And it’s not drawing plays up in the dirt, either literally or euphemistically, even though it’s a remark that quarterback Ben Roethlisberger made earlier this year, and basically had to incrementally walk back. “It’s just a play that, we had a look and—I don’t know how to best describe it, you’d have to ask someone else—but it worked”, he told reporters after the game about the go-ahead JuJu Smith-Schuster touchdown.
This was after a reporter asked him if this was a play that they drew up ‘on the spot’, and Roethlisberger joked that he was about to drew ‘in the dirt’. But the reality is, and always has been, that these aren’t ad libs in the sense that they are being invented without practice, something that Eric Ebron talked about earlier today.
“All of those plays that Ben would call were all the plays that we would practice”, the veteran tight end said, in contrast to remarks made throughout the year by the wide-eyed rookie, Chase Claypool, about his quarterback’s magic abilities. “And as much as it might seem like Ben’s making stuff up, nah, we practice this stuff”.
“That’s situational where we put our receivers far outside and we would run up draws or throw it outside”, he added. “That was stuff that we’ve practiced for the last like three weeks.
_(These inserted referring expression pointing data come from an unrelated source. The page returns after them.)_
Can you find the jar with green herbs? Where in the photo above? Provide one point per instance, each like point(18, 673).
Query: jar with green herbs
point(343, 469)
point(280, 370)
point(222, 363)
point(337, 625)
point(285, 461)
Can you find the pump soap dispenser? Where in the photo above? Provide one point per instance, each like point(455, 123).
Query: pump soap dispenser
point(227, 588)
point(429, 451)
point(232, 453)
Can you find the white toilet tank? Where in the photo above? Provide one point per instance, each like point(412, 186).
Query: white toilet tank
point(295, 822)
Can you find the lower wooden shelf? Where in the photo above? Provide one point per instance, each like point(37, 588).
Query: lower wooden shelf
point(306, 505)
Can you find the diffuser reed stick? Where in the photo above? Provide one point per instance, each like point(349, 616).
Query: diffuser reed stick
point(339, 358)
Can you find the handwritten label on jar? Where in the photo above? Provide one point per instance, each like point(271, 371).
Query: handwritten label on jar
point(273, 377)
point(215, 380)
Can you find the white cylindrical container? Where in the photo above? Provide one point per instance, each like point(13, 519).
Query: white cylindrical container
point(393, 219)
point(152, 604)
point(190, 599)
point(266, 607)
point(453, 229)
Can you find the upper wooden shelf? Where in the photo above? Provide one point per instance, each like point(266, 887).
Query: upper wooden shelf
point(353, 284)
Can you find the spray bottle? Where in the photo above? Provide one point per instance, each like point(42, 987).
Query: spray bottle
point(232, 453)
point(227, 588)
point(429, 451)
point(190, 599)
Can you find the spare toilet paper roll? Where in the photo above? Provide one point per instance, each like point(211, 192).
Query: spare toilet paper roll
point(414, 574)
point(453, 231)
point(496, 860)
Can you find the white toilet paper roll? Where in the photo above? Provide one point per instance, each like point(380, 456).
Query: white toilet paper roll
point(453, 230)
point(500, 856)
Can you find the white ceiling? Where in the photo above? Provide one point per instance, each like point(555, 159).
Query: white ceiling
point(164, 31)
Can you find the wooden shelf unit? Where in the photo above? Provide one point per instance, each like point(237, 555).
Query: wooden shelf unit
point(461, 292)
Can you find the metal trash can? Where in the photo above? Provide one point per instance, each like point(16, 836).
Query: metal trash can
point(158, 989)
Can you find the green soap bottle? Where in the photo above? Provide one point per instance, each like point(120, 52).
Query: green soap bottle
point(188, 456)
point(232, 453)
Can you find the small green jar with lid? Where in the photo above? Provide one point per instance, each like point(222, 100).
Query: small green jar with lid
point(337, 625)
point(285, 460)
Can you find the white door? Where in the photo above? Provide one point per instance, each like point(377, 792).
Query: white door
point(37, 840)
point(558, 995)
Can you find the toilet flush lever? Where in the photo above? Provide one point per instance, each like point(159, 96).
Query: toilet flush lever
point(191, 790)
These are things that we understand, when we get in situations where we need offense, how to recreate and try to create problems for opposing defenses. So that’s really all it is”.
The Steelers, and just about every team, ask their players to know every position that they might play, and ideally, to understand every play as a concept, rather than simply what they are assigned to do on said play.
What is what enables them to do things like this in a no-huddle, where you could run a play or a route concept even if that specific player may have never run that particular play from that particular position, because he will understand what it is that he is being asked to do. It’s not street ball. It’s preparation.